Che cosa chiedete al governo?

Sindacati e aziende delle tlc continuano a lavorare insieme; abbiamo chiesto ai ministri Giancarlo Giorgetti e Vittorio Colao di aprire un confronto, ma non lo hanno fatto. Non possiamo parlare di tlc solo quando ci sono le gare per il 5G: dobbiamo aprire un tavolo reale su uno dei grandi dibattiti industriali per il Paese, come la situazione dell’operatore nazionale e le prospettive in vista dell’eventuale rete unica delle tlc e, in generale, la centralità del settore delle telecomunicazioni. Paghiamo lo scotto di una privatizzazione sconsiderata e ora si rischia di fare il bis con uno scorporo dell’operatore verticale per creare una società ad hoc della rete che deve realizzare nel 2030 il cablaggio in fibra di tutto il Paese. Sono coinvolti 25mila-30mila lavoratori e gli ammortizzatori sociali non sono una soluzione valida nel lungo termine. Ma non è solo questione dell’operatore nazionale. È politica industriale: si è lasciato campo aperto a una competizione sfrenata sui prezzi che ha bruciato miliardi di euro per le telco, minacciando gli investimenti e l’occupazione. Un’altra questione irrisolta è quella dei subappalti dei contratti e delle licenze, che incide anche più della guerra dei prezzi sulla sostenibilità del settore. Questi sono i temi che vorremmo vedere affrontati in un tavolo tecnico che coinvolga governo, telco e sindacati.

Adesso sulle telco pesano anche i rincari dei costi dell’energia. Quale impatto prevedete e quali soluzioni sono possibili?
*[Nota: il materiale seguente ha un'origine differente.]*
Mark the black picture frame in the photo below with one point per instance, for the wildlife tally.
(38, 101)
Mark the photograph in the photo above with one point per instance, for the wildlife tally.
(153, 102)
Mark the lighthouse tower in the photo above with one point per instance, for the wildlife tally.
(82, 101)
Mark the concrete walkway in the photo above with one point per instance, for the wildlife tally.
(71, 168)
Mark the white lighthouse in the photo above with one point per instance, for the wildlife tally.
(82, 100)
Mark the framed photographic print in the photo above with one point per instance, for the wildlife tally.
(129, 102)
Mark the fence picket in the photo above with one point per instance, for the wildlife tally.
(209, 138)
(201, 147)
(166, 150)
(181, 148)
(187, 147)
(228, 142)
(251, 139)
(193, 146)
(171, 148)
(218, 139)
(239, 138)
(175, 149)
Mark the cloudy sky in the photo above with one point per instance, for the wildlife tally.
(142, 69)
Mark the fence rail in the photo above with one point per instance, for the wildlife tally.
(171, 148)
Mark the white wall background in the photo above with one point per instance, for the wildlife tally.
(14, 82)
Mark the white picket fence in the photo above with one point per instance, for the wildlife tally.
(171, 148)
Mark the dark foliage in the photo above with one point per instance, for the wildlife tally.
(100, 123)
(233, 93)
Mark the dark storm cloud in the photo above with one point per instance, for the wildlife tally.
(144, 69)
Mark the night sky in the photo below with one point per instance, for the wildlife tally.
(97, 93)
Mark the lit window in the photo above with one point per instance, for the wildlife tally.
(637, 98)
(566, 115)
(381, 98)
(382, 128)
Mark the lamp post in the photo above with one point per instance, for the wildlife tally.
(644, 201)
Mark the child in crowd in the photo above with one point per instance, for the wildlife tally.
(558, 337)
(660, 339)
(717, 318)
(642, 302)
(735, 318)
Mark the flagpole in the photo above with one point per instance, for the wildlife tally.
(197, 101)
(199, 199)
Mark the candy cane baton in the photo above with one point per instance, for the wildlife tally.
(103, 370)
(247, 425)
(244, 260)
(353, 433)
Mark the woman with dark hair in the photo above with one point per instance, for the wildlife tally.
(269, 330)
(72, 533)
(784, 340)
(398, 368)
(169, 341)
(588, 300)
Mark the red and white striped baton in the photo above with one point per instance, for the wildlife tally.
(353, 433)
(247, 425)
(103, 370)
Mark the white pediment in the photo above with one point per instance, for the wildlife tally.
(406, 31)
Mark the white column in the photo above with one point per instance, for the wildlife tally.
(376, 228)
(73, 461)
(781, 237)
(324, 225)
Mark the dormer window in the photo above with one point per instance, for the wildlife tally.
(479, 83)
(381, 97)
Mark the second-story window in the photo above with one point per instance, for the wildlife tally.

Ovviamente cloud, data center e antenne per il 5G usano energia e i rincari incideranno. Ma anche la normativa ha un ruolo importante, come nel caso dei limiti sulle emissioni elettromagnetiche: essendo in Italia più bassi per legge obbligano le telco a posare molte più antenne e celle e queste hanno un grande consumo energetico. Poi ci sono i costi delle componenti e i ritardi lungo le supply chain. Molto dipende dal contesto macroeconomico e geopolitico, ma ancora una volta paghiamo i ritardi nelle politiche industriali. Per questo insisto sulla necessità di una cabina di regia centrale cui contribuiscono aziende, enti pubblici e parti sociali per una dare visione unica su questa industria fondamentale. Sui temi chiave per le tlc c’è un carenza di visione dei politici e il rischio è di bloccare la digitalizzazione e lo sviluppo del Paese. Nel 5G, per esempio, il no di alcuni Comuni alle antenne rischia di creare un’Italia a due velocità, con città e aree dove il 5G dà valore a imprese e cittadini e altre che restano indietro e perdono opportunità. Una vision centrale e condivisa aiuterebbe a evitare questa adozione a macchia di leopardo.